What can you do to ensure that you achieve maximum advantage from partnering with others without losing your shirt?
There are various pros and cons to asking potential partners to sign a Non Disclosure or Confidentiality Agreement (NDA). Which form to use and whether to use one at all will depend on many factors.
If you are passing sensitive or confidential data to someone for review purposes or for them to assess whether a business relationship should be pursued a simple NDA is all that is required. The main element of the NDA is to put the receiving party on notice that the information that they will receive is regarded as commercially sensitive. The agreement will stipulate who the information can be shared with; such as accountants and lawyers, how it should be stored and what should happen if the relationship does not proceed. Where most data is shared electronically, consider how likely it will be that the receiving party can properly protect your sensitive data and destroy it when the relationship is not to be pursued.
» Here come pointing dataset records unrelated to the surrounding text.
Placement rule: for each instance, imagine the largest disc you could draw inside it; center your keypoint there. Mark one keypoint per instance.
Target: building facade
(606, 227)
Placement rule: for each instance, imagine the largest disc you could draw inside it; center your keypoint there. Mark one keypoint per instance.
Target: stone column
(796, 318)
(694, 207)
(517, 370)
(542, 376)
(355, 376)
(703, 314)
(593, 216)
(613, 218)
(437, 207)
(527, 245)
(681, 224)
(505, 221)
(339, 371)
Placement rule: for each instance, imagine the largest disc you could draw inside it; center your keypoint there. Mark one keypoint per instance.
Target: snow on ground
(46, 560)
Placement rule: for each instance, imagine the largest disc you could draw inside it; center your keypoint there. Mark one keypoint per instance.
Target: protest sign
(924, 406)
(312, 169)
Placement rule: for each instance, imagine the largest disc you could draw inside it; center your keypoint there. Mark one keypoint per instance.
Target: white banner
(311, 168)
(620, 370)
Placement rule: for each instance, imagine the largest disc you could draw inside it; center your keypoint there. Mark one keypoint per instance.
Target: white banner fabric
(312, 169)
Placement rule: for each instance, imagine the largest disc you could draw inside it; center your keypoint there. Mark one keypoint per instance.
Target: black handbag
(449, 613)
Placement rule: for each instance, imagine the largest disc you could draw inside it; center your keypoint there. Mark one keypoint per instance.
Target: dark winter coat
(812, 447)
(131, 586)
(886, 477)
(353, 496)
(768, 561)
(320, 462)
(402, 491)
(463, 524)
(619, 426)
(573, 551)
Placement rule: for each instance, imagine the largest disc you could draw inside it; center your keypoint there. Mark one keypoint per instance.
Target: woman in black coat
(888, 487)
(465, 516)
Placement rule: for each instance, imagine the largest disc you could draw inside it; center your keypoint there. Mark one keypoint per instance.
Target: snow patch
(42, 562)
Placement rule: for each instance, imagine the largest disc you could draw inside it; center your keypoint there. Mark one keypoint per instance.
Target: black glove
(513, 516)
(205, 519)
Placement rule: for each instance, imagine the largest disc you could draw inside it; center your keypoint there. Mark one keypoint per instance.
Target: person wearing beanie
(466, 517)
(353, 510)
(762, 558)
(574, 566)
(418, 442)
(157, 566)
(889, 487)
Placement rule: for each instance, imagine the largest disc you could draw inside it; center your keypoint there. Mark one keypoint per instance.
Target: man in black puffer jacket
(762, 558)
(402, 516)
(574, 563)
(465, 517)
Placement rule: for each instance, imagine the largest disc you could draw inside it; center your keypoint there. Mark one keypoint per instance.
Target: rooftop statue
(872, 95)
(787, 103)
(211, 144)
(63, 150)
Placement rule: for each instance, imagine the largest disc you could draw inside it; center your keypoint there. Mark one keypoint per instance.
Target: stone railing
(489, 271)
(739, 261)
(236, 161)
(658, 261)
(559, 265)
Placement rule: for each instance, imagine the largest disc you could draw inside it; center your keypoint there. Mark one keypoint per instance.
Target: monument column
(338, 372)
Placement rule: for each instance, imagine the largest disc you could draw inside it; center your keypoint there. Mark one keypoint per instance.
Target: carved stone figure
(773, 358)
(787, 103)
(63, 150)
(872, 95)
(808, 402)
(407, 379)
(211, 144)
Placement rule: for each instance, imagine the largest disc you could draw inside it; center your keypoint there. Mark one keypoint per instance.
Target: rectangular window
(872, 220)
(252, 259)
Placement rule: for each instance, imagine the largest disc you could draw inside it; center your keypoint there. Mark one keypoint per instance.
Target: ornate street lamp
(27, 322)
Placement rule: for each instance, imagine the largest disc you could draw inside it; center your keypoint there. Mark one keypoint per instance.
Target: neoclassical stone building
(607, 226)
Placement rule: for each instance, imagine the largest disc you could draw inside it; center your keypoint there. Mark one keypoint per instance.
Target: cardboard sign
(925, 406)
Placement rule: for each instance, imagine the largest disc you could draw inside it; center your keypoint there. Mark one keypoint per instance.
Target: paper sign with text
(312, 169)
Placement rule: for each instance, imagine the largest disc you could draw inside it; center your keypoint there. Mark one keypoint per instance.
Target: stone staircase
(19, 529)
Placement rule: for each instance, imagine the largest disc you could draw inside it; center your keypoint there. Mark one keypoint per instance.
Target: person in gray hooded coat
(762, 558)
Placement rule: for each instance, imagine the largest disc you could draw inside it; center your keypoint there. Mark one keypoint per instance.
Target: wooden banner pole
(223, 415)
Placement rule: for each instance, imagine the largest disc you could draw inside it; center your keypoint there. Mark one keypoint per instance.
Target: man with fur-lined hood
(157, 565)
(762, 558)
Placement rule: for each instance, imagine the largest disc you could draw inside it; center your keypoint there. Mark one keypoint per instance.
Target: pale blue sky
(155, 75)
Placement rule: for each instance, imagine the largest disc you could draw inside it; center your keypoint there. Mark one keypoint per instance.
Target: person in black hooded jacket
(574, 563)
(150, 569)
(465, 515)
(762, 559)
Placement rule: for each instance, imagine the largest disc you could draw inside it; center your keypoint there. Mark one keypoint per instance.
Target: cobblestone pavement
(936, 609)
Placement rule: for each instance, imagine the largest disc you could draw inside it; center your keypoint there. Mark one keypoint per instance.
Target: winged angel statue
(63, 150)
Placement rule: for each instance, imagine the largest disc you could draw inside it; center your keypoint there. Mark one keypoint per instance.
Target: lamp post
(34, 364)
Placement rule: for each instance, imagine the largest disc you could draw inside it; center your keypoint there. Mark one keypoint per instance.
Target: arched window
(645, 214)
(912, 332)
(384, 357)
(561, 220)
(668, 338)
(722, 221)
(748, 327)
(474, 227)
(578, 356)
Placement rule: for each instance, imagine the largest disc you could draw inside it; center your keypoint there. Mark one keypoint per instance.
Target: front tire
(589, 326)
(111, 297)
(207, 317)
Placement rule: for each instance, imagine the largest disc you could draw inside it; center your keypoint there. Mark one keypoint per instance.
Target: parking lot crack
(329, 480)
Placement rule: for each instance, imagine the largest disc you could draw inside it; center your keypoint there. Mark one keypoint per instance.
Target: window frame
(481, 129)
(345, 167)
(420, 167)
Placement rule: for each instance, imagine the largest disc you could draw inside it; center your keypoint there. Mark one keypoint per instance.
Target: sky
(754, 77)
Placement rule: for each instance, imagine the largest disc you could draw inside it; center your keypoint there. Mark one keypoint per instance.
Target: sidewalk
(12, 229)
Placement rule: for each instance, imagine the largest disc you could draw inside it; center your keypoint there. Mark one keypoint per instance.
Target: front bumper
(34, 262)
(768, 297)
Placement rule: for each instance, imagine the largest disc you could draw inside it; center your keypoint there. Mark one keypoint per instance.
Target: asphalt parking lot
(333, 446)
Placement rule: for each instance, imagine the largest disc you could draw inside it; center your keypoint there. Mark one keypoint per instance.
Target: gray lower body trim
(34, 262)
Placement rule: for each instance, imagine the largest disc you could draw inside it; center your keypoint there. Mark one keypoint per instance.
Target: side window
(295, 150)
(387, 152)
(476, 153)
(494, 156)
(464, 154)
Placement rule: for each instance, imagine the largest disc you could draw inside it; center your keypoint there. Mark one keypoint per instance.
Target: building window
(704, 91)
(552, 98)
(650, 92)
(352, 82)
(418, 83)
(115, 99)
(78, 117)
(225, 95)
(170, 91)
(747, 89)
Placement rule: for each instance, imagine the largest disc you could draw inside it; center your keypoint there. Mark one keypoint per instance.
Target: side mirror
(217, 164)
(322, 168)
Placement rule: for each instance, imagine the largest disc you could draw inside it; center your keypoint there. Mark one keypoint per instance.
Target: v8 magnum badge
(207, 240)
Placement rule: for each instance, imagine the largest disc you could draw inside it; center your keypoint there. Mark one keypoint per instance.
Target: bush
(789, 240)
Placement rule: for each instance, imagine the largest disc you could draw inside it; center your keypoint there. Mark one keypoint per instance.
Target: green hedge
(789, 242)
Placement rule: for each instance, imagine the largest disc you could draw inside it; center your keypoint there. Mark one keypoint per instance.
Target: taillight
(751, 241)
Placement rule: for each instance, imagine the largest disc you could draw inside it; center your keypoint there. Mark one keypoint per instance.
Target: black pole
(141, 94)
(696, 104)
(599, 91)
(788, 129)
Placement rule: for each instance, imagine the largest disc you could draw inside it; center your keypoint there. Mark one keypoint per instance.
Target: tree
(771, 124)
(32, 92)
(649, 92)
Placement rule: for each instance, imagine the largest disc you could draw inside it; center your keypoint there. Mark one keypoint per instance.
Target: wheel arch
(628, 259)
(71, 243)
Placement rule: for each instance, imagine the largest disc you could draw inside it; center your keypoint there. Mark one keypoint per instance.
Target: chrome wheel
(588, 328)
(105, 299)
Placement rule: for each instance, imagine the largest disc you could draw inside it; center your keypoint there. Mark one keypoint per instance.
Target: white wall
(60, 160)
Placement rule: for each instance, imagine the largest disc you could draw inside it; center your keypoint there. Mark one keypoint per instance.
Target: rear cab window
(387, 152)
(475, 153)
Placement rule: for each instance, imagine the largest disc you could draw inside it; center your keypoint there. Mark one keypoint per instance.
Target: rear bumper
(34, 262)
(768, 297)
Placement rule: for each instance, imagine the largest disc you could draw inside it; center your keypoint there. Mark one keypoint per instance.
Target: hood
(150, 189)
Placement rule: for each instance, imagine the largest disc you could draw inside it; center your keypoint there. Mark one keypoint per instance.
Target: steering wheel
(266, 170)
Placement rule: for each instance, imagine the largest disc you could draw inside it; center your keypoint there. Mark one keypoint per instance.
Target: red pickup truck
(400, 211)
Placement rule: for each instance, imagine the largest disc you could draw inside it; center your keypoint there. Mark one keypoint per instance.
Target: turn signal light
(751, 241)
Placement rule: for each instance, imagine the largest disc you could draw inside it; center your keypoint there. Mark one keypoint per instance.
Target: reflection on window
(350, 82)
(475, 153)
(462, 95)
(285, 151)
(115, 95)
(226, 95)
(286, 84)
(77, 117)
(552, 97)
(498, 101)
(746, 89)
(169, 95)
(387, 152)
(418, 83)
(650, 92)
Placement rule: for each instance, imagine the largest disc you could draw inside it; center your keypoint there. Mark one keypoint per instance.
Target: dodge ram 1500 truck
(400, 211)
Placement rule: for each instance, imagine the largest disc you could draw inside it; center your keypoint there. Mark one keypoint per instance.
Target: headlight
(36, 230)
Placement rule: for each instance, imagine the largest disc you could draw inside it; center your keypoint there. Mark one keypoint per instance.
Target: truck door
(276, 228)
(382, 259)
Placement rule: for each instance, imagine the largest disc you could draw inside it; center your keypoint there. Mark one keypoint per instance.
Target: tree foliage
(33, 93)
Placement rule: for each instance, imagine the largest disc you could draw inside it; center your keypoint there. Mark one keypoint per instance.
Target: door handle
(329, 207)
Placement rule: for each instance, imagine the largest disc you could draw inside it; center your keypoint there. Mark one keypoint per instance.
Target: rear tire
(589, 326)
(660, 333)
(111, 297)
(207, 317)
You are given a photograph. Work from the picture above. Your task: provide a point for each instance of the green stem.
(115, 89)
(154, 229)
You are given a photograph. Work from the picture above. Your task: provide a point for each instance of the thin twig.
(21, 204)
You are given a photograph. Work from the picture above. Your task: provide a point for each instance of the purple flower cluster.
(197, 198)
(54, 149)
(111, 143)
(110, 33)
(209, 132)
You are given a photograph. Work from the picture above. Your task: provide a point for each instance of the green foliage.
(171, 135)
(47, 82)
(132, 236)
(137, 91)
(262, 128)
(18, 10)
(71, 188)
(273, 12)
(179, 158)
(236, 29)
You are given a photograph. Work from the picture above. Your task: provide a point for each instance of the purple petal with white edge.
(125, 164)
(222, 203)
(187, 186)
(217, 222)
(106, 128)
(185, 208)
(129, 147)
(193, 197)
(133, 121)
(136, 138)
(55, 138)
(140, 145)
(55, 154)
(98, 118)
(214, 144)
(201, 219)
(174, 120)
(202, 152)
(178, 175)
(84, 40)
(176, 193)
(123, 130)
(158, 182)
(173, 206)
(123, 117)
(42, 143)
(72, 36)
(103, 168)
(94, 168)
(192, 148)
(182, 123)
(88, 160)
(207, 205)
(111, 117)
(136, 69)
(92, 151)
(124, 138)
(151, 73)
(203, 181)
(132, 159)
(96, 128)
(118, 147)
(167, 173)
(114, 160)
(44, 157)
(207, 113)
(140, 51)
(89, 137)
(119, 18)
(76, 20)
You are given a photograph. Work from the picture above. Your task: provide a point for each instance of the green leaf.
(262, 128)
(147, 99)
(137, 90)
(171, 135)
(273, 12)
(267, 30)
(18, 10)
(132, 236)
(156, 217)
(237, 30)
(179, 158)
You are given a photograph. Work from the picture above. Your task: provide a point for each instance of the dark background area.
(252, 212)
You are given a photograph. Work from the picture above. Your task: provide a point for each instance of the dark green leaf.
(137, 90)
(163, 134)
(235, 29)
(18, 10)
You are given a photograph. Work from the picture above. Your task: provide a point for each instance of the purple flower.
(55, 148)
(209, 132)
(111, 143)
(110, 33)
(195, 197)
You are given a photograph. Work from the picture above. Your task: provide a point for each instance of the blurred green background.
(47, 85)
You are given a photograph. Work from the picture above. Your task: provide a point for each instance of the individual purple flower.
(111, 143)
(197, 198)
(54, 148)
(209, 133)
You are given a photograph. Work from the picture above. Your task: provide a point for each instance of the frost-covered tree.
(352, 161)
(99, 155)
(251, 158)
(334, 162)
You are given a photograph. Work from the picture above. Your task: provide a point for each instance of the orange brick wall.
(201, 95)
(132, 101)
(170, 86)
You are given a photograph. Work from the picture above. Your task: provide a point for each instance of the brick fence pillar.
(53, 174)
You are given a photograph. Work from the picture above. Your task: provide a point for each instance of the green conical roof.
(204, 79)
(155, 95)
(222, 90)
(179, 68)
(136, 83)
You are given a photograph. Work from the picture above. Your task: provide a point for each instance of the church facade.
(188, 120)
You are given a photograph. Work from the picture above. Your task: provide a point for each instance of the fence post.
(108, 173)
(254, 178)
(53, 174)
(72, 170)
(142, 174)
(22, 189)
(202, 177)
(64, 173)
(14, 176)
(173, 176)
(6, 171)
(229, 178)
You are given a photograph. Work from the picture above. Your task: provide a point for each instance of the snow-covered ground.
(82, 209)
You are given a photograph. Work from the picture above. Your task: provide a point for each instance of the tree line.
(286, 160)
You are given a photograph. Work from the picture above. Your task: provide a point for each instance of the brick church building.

If the other party is also going to be sharing their information with you, a mutual NDA will be best so that both parties are subject to the same obligations. This may not be as strong as a one sided NDA but shows the other party that you can also abide by promises of confidentiality.
Very few ideas are entirely new and elements of your idea may already be known to the recipient or in the public domain. The NDA should clarify whether it covers sensitive information about your idea that the recipient may have seen elsewhere. They will not want to be responsible for keeping secret something which is already widely known.
Experienced investors, angel networks and private equity houses receive hundreds of pitches, many of which have a similar theme and possibly similarities with ideas that they may be developing themselves especially if they are already in your sector. Their ability to protect your information and keep it separate, physically and theoretically, from other ideas that they have seen is often impaired. Many such investors will not agree to be bound by NDA’s for this reason. A confidentiality notice or an undertaking in correspondence may be the best you will get. Whether you want to share information with a party that does not want to sign your NDA will be a delicate balance of how useful they may be to moving your idea to the next level.
Of course, the more your idea is shared the harder it gets to keep it a secret.
You should always
- Keep good records of everyone who has seen your sensitive data,
- Who has signed a NDA and whether they made any changes to it before signing it,
- Number all documents that you send out to keep track of the data flying around and
- Ask that any documents are returned to you if the matter does not proceed.
A NDA is a contract between two parties and is enforceable provided it is proportionate to the type of information being shared. Imposing huge sanctions on a receiving party for breaching the agreement are unlikely to be upheld.
Drafting a NDA needn’t cost a fortune and a good template or precedent can be easily modified for different scenarios.
Ultimately, the purpose of the NDA is to notify the other party that you are serious, that you care about what you are sending them and that it has commercial value. Whether your idea is a success will have to rely on a whole host of other factors.